Saturday, January 14, 2017

Dracula Reborn

It's been over a week since I updated. I was doing well for a while there! "Life's been busy" isn't exactly an excuse, so let's just say I've let neglect seep in and haven't been entirely responsible.

Castlevania isn't really known for its story, characters, or any of that jazz. Nevertheless, it's had its fair share of protagonists throughout its life (which is now likely over) that have had memorable designs and abilities.

I know Alucard gets a lot of love, but I have to give the position of "best lead" to Soma Cruz, the hero of Aria of Sorrow and Dawn of Sorrow.

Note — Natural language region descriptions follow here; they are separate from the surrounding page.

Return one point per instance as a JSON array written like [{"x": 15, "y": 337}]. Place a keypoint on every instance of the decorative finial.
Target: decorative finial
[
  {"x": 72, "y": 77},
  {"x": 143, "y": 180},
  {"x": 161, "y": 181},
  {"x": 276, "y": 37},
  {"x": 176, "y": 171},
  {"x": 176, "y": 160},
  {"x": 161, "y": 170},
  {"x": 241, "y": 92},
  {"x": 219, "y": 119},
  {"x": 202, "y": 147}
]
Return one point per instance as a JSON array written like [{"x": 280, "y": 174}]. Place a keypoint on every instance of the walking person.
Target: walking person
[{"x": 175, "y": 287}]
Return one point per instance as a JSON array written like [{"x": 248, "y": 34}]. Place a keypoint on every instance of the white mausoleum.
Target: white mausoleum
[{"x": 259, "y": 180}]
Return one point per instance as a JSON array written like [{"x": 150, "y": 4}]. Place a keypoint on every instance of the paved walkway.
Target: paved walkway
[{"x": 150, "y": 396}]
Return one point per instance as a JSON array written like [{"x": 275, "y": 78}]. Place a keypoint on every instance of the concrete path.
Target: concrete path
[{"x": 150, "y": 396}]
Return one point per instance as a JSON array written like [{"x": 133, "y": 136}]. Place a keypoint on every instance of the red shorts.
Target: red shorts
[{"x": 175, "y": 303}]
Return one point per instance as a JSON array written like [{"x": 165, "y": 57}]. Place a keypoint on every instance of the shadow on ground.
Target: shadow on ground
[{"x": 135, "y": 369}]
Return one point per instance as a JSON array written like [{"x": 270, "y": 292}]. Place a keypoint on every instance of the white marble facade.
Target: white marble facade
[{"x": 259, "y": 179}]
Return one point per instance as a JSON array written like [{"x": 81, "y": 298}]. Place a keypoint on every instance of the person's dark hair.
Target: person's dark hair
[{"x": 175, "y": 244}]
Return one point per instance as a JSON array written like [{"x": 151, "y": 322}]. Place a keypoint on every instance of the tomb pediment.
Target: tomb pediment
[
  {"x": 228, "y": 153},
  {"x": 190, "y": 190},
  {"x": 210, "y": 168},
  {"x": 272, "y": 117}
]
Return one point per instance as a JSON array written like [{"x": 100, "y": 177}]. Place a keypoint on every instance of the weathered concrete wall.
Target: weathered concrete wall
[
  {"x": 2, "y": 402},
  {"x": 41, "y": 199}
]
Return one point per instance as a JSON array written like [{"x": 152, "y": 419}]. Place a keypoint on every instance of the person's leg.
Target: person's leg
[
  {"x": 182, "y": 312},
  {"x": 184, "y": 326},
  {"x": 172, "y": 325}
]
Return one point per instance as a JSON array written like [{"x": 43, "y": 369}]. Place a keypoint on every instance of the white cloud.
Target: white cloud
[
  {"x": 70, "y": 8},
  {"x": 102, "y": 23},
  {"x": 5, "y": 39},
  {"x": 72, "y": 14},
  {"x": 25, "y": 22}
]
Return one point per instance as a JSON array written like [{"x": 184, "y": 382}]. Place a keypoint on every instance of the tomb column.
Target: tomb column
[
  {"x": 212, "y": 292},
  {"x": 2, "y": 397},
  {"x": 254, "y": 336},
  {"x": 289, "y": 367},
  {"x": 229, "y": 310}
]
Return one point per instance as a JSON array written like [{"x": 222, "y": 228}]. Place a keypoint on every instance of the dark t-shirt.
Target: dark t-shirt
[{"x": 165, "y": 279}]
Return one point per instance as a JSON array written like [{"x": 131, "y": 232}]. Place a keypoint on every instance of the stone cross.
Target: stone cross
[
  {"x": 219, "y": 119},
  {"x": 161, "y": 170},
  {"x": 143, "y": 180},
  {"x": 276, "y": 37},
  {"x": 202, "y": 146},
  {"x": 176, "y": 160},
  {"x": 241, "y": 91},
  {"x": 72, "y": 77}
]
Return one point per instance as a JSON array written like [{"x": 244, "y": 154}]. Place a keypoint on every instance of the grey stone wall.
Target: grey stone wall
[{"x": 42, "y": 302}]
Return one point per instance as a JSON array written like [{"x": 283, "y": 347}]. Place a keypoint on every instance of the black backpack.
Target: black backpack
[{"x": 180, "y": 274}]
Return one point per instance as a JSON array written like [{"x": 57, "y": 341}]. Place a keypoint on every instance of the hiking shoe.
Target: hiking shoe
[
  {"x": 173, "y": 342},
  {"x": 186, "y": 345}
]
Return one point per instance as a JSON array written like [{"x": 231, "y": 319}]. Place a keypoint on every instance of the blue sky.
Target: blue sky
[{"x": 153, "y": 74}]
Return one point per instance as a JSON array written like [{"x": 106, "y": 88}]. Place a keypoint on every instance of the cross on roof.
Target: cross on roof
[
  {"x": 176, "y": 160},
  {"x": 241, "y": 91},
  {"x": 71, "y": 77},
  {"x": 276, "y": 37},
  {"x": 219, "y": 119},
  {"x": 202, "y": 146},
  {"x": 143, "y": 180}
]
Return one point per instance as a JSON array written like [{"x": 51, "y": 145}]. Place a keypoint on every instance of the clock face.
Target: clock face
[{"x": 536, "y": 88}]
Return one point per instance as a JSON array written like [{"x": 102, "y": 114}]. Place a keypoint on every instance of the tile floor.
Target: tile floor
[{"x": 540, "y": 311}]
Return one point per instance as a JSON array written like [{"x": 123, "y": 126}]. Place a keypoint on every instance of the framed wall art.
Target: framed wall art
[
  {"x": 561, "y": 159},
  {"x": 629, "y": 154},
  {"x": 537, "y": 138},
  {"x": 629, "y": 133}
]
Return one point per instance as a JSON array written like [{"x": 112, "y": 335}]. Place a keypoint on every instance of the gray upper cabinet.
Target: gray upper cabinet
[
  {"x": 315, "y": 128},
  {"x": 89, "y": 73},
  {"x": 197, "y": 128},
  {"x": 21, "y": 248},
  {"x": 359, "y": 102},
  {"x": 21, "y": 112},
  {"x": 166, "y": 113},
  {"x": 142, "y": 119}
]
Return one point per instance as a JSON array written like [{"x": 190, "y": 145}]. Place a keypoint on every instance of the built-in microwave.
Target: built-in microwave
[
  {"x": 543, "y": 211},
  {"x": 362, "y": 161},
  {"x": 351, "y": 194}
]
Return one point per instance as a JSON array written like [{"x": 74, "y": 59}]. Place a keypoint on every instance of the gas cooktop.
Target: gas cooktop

This is a series that had put us in the shoes of vampire hunters for nearly every entry. Alucard was one of the rare exceptions, being the renegade son of Dracula himself, but for the most part, you were always someone equipped for the job.

Enter Soma.

He's a Japanese high school student - or exchange student if you're playing the localized versions (eat your hamburgers, Apollo), which in and of itself would normally knock him down a peg on the ladder of good protagonists for me. After all, what's a student compared to a trained vampire killer, or the son of Dracula? But here's the thing: he's not just any old high school student. This guy is the reincarnation of Dracula, stripped of his memories and given a second chance at life as a good person. Even his gameplay differs from the usual Castlevania protag, and plays off of his role as the former Lord of Evil, with him absorbing the souls of monsters and using them to fight.

I mean, he can throw bones and axes and stuff too. I just chose a picture of angel wings and lightning to emphasize his newfound goodness.
This is a nice switchup after so many games with the Belmonts and their associates, and gives us a positive ending to Dracula's story that I don't think anybody expected. He also has the benefit of being the only protagonist in games that are set in the future, rather than in the past. There's thirty-eight Castlevania games, if you count spinoffs, and only Soma's two have the distinction of taking place in a futuristic time period. Rocket launchers, anyone?

Take THAT, Dracula! Oh, wait... he is Dracula. Take THAT, Dracula's successor!
I think what makes this character doubly interesting is that the series has also shown us Dracula before he turned evil. Mathias Cronqvist, from Lament of Innocence, was said to be a good man before he lost his faith in God and declared God his enemy. If you look at Mathias and Soma's designs, their attire is similar, but with the colors inverted. It's a nice touch, and a way that shows us that maybe Mathias is being given another shot at life.

Mathias lived in the year 1004, and was hailed as a brilliant tactitian. He was good friends with the knight, Leon Belmont. Mathias renounced God after his wife died, and then tricked his friend Leon into helping him to absorb the powers of Walter Bernhard, a powerful vampire. Mathias would then be known as Dracula, who continued to appear after numerous defeats until the year 1999... when he was finally slain for good by being sealed inside of a solar eclipse. 

Soma sports more modern clothing than Mathias, as he lives in the year 2035, over a thousand years later. The parallels to his old self, however, are very apparent. Why is he Japanese this time? Because the game was made in Japan, I guess.
Oh, and there's also a route where he goes insane, embraces his evil side, and serves as the final boss of each game he's in. Something about the "evil route" that I love is that it's the death of his loved one that sends him over the edge, just as it did for Mathias years and years before. If you save his lover, you save his soul, and he remains a good man. I always thought that was a nice nod to his previous self, and his potential to be either a hero or a terrible villain.

While Soma's games tell us how Dracula was defeated for good, we never got to see the actual battle. Koji Igarashi, the head honcho behind the franchise, seemed to be building up The Battle of 1999 as a future game. However, the last few games in the series rebooted the universe entirely, and Konami, who the Castlevania IP belongs to, has now renounced the video game business. It's a real shame, as the 1999 game was definitely something a lot of fans were looking forward to. While we'll never get to experience it for ourselves, there's a fan project attempting to tell its story that's worth checking out. It's not a game, but it's something.